Contests between race and class often divide those pursuing different anti-capitalist strategies, with either identity or material well-being taking precedence over the other in analysis and action. 2020, however, should demonstrate why these struggles are complementary rather than competitive. Towards the end of the year, hundreds of millions of workers in India rose up against the government’s neoliberal reforms of its agricultural sector. The movement, galvanized against capitalist encroachment on the livelihoods of farmers for profit, was also energized by rising Hindu nationalism and casteism enabled by the Modi government. The largest general strike in history could not have been organized by institutions that only operated within the lines of class and identity alone.

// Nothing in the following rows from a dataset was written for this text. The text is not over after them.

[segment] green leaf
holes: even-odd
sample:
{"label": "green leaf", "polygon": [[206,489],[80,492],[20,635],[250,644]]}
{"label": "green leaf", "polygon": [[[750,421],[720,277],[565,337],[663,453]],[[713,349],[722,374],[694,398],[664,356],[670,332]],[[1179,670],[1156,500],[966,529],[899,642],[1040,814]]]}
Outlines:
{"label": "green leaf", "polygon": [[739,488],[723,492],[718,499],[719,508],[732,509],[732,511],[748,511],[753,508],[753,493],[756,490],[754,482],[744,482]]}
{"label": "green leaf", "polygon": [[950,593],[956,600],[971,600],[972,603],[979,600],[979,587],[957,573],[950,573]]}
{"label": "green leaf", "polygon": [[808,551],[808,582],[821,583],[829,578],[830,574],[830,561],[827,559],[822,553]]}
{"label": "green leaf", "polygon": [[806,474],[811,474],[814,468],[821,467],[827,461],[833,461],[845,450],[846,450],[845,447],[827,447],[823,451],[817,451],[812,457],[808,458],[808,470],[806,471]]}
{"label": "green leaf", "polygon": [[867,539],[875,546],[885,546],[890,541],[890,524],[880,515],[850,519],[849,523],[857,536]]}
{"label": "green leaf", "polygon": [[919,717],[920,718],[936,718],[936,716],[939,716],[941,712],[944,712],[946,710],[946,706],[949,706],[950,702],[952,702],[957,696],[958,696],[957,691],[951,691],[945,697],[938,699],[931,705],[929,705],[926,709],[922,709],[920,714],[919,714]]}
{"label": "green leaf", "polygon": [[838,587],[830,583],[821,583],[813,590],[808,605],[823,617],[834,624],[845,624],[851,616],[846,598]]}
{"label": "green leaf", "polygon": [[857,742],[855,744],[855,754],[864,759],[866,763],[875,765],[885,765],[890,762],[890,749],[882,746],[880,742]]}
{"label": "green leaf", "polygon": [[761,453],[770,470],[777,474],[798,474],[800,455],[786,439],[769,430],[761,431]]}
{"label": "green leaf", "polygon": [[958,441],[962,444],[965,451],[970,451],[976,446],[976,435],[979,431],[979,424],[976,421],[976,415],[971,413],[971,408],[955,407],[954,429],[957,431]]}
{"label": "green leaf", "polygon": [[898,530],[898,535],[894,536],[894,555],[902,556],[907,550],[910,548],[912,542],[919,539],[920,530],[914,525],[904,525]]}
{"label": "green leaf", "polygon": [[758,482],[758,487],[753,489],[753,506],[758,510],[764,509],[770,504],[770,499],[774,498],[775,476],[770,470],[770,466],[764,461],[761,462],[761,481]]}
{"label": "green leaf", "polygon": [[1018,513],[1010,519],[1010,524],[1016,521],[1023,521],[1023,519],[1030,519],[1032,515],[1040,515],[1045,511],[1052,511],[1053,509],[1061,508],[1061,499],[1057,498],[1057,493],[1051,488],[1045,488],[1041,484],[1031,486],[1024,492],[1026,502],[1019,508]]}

The same dynamics are at play in the Movement for Black Lives and the outcry for police divestment that exploded within the hearts of the world’s imperial metropoles over the summer, but the institutions needed to facilitate a great transformation towards police abolition remain weak. Ultimately for Wright, to build the foundations for economic democracy means that institutions need to accommodate or work with all against capitalism.
Left-of-centre political parties, damaged after a drift towards the extreme centre, ought to embrace their left-wings if they are to survive, and new electoral parties of the left face the same problems of starting from scratch. Meanwhile, militant leftists cannot overlook the renewed energy of social movements that are emerging from the failures of capitalism that are becoming increasingly difficult to ignore. New or renewed institutions to bring about greater economic democracy such as universal basic income, democratized firms, public banking, and other state-provided goods and services are not projects that need to compete with one another—they are complementary and should be taken as a package together to erode capitalism. Institutions that focus on one strategy of anti-capitalism against the other will not flourish without bringing all into their demos.
Though “Orwellian” is again misused in the contemporary moment to describe the January storming of the US Capitol, George Orwell’s Homage to Catalonia is a better illustration of the consequences when a left Popular Front fails to realize another possible world. This left that fights amongst itself loses against the rising tide of fascist tendencies, empowered by the capitalist machine. How to be an Anti-capitalist in the 21st century wants its readers to know that:
First, another world is indeed possible. Second, it could improve the conditions for human flourishing for most people. Third, elements of this new world are already being created in the world as it is. And finally, there are ways to move from here to there. Anti-capitalism is possible not simply as a moral stance towards the harms and injustices in the world in which we live, but as a practical stance towards building an alternative for greater human flourishing.
While not a heroic call to arms, Wright’s last book is useful in its analysis and concise in its strategy. His life’s work imagined utopia, and while some may find this manifesto too tame of a project or too naïve to embark upon, it ought to be a great starting point for those who feel stuck in capitalism’s contemporary quagmire and have yet to envision a socialist alternative.
Clement Nocos is an Ottawa-based policy analyst and writer.